An AI-driven e-commerce system
The integration with ChatGPT and Claude is only the first step in Square’s broader strategy for commercial agents. The numbers are high: industry data cited by the company shows that more than 42% of consumers are now using AI tools to help with shopping tasks such as product discovery and comparison. By 2030, analysts project that agent buyers could drive nearly $385 billion in US ecommerce spending.
Many small and medium-sized businesses don’t have the engineering teams or budgets needed to build custom integrations for every new chatbot, voice assistant, or AI hardware device that hits the market. The square wants to act like that universal connective tissue.
To that end, the company announced that it is actively working with Amazon to bring retailers to the Alexa + voice commerce experience. In addition, Square participates in major regulatory and standards groups—including the AAIF Agent Commerce Working Group and the W3C Web Payments Working Group—to shape how AI agents and commerce platforms interact at scale.

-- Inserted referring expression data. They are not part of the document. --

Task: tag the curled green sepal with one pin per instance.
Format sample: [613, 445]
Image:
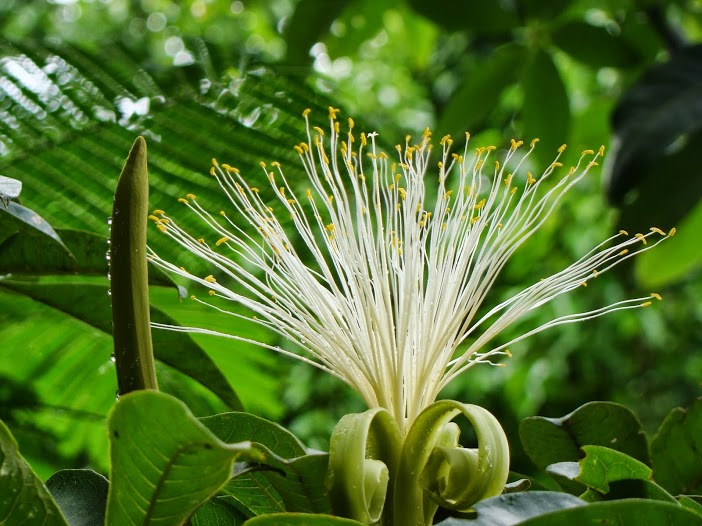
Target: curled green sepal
[434, 471]
[363, 455]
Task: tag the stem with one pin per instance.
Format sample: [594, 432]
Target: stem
[129, 276]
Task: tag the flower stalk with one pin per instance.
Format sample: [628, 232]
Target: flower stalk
[131, 330]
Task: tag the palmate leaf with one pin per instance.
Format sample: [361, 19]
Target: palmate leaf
[67, 119]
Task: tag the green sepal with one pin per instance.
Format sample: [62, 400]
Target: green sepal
[363, 455]
[434, 472]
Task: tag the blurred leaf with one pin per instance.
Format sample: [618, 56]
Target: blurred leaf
[631, 512]
[300, 519]
[309, 24]
[603, 466]
[81, 494]
[663, 106]
[89, 303]
[678, 257]
[514, 508]
[23, 498]
[546, 109]
[164, 463]
[594, 45]
[480, 91]
[551, 440]
[481, 16]
[676, 451]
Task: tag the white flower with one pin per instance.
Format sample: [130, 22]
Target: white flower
[389, 303]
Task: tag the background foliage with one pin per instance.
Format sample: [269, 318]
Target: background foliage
[80, 79]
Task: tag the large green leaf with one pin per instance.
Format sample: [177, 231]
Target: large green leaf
[89, 303]
[164, 463]
[631, 512]
[23, 498]
[676, 451]
[81, 494]
[513, 508]
[660, 109]
[551, 440]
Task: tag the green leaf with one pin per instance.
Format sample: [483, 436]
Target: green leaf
[546, 110]
[237, 427]
[678, 257]
[309, 24]
[23, 498]
[594, 45]
[513, 508]
[676, 451]
[217, 512]
[663, 107]
[480, 91]
[601, 466]
[481, 16]
[89, 302]
[551, 440]
[165, 463]
[81, 494]
[631, 512]
[300, 519]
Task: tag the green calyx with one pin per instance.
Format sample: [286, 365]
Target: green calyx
[377, 478]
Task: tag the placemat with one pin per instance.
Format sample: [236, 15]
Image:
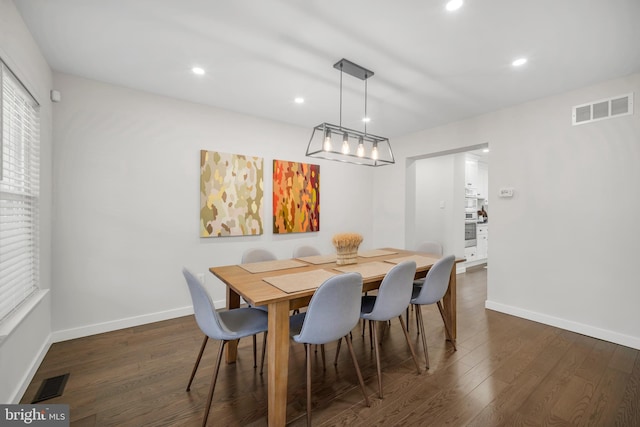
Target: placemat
[376, 252]
[296, 282]
[319, 259]
[367, 269]
[421, 261]
[263, 266]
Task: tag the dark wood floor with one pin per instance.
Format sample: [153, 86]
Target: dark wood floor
[507, 371]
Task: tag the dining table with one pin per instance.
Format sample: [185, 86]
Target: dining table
[287, 284]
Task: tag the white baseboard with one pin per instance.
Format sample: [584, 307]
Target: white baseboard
[114, 325]
[26, 380]
[580, 328]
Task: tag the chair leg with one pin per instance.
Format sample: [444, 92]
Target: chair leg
[254, 351]
[406, 335]
[308, 352]
[377, 352]
[407, 317]
[424, 336]
[447, 329]
[213, 383]
[264, 350]
[195, 367]
[358, 373]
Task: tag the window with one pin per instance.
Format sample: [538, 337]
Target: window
[19, 192]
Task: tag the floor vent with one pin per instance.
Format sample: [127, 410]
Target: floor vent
[50, 388]
[621, 105]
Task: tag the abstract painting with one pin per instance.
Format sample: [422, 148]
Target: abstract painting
[231, 194]
[296, 197]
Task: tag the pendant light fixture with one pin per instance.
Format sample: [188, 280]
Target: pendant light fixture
[357, 147]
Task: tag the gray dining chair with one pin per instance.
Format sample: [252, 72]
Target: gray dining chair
[333, 311]
[431, 248]
[303, 251]
[225, 326]
[431, 292]
[391, 301]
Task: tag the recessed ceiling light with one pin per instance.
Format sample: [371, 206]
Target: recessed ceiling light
[454, 5]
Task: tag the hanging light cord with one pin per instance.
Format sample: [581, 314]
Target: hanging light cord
[365, 103]
[340, 95]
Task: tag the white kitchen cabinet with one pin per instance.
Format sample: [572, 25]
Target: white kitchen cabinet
[482, 248]
[483, 180]
[470, 254]
[471, 173]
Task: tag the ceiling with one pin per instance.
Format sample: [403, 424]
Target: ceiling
[431, 66]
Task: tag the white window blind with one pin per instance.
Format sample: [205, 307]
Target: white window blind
[19, 192]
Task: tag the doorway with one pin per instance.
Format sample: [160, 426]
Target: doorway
[445, 187]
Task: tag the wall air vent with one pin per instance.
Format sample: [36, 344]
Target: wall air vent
[621, 105]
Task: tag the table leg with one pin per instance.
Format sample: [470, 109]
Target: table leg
[278, 362]
[450, 304]
[233, 301]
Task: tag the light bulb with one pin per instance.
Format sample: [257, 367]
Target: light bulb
[345, 143]
[327, 141]
[360, 151]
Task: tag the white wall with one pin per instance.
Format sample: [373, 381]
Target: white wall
[563, 249]
[126, 202]
[25, 346]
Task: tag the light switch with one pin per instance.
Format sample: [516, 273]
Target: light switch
[505, 192]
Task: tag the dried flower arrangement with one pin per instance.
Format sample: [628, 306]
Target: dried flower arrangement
[346, 245]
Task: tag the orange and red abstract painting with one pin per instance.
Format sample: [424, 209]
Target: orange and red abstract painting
[296, 197]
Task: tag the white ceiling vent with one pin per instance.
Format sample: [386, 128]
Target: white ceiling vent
[621, 105]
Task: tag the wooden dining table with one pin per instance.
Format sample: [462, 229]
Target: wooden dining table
[284, 285]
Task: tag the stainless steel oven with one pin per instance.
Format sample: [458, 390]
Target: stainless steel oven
[470, 234]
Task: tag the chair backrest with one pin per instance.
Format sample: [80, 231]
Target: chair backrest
[436, 283]
[333, 311]
[302, 251]
[203, 308]
[430, 248]
[395, 291]
[257, 255]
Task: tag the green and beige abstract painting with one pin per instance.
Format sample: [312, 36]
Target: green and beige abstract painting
[231, 194]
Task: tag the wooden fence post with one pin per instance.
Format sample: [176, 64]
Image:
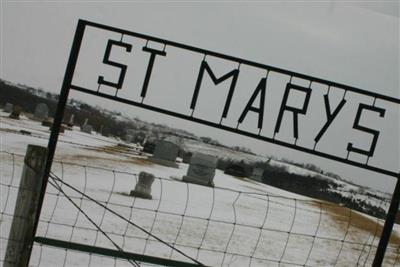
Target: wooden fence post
[20, 240]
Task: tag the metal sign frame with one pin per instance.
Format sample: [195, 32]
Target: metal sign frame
[67, 86]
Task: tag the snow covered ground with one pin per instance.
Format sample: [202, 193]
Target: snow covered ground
[238, 223]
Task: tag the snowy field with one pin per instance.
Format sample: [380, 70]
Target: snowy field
[238, 223]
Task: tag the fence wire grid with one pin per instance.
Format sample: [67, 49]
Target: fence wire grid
[186, 222]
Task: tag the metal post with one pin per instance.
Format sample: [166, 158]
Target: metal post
[20, 239]
[387, 228]
[58, 117]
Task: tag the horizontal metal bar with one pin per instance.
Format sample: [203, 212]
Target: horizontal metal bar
[111, 252]
[238, 131]
[243, 61]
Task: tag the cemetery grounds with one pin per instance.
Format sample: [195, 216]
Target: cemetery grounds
[239, 222]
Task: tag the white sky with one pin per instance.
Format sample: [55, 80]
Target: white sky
[355, 43]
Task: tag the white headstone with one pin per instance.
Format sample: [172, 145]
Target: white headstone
[257, 174]
[143, 186]
[8, 107]
[87, 129]
[41, 112]
[201, 169]
[165, 153]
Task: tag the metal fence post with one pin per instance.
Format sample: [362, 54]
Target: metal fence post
[388, 227]
[20, 240]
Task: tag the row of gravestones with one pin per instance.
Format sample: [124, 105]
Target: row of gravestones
[42, 114]
[201, 171]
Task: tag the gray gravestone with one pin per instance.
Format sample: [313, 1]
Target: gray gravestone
[201, 169]
[41, 112]
[143, 186]
[87, 128]
[8, 108]
[71, 121]
[16, 112]
[128, 138]
[165, 154]
[257, 174]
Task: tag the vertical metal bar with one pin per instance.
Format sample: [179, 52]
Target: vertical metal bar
[387, 228]
[58, 117]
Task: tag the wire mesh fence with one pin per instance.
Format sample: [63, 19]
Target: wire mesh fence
[187, 223]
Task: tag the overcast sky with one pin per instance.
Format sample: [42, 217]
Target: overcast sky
[352, 43]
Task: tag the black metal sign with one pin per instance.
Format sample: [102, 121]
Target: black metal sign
[297, 91]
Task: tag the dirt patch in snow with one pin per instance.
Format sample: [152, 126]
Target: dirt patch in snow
[350, 221]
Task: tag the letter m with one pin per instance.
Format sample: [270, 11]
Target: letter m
[205, 67]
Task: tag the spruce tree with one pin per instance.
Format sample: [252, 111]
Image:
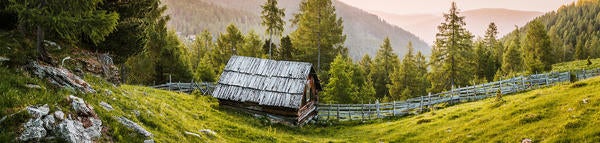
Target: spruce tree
[319, 34]
[287, 51]
[451, 59]
[340, 88]
[383, 65]
[72, 21]
[404, 78]
[537, 49]
[227, 44]
[272, 18]
[136, 18]
[422, 83]
[251, 46]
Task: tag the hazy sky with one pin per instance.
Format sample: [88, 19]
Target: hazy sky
[439, 6]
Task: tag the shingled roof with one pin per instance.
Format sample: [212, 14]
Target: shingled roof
[266, 82]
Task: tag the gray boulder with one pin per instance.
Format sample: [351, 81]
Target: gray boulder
[49, 122]
[60, 76]
[134, 126]
[81, 107]
[34, 130]
[208, 132]
[38, 112]
[192, 134]
[94, 131]
[106, 106]
[59, 115]
[72, 131]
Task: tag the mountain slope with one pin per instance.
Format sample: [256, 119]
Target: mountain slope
[425, 25]
[574, 25]
[564, 113]
[365, 32]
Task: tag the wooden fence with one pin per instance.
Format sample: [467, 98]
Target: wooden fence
[346, 112]
[205, 87]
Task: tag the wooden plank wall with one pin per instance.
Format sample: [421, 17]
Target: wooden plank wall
[205, 87]
[349, 112]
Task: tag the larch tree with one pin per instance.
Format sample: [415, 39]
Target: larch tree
[451, 59]
[227, 44]
[404, 78]
[272, 18]
[537, 49]
[252, 46]
[422, 83]
[383, 65]
[136, 18]
[72, 21]
[512, 61]
[319, 34]
[286, 51]
[340, 87]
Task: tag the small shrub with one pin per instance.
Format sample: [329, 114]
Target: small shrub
[573, 124]
[578, 85]
[529, 118]
[421, 121]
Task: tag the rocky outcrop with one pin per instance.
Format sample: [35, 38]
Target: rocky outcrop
[81, 107]
[34, 130]
[208, 132]
[84, 127]
[134, 126]
[106, 106]
[60, 76]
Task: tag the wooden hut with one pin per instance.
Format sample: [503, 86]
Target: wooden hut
[282, 90]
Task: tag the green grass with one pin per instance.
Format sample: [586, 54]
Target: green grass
[555, 114]
[576, 65]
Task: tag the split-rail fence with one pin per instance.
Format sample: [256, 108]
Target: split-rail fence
[348, 112]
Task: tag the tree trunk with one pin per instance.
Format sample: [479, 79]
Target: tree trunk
[42, 52]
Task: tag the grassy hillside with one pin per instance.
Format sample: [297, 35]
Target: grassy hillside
[365, 31]
[555, 114]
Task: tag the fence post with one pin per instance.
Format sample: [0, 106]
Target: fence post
[362, 111]
[338, 113]
[500, 86]
[377, 104]
[329, 112]
[393, 108]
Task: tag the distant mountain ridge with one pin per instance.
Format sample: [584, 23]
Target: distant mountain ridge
[425, 25]
[365, 31]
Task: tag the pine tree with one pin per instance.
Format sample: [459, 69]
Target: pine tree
[452, 53]
[287, 51]
[485, 62]
[537, 49]
[136, 18]
[580, 51]
[252, 46]
[227, 44]
[512, 60]
[340, 88]
[272, 18]
[404, 79]
[422, 83]
[72, 21]
[384, 64]
[200, 47]
[366, 64]
[319, 34]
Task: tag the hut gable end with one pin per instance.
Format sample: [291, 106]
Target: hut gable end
[263, 81]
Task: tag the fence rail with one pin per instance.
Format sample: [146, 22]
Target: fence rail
[346, 112]
[205, 87]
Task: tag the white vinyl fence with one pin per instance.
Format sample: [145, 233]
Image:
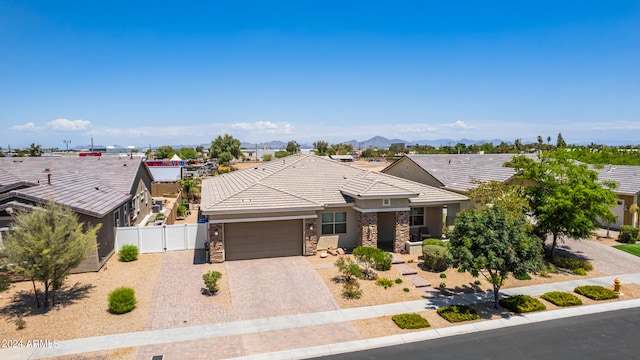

Most notable is Square’s ongoing partnership with Google to develop the Universal Commerce Protocol (UCP) spec for local food ordering. This open standard is designed to allow agents and systems to communicate seamlessly throughout the commerce journey. On Google’s end, UCP enables discovery and payment across AI Overview in Search and the Gemini app. As the UCP protocol grows around the world, Square plans to roll out these capabilities so its vendors can stay front and center.
For the more than 4.5 million sellers who currently use Square, the promise of agent trading is clear: a way to capture the next generation of online traffic without sacrificing the margins needed to keep their doors open. If Square can successfully move AI orders directly to local businesses’ POS systems—leaving the 30% fee to delivery aggregators—it could mark a sea change in how the restaurant industry navigates today’s digital economy.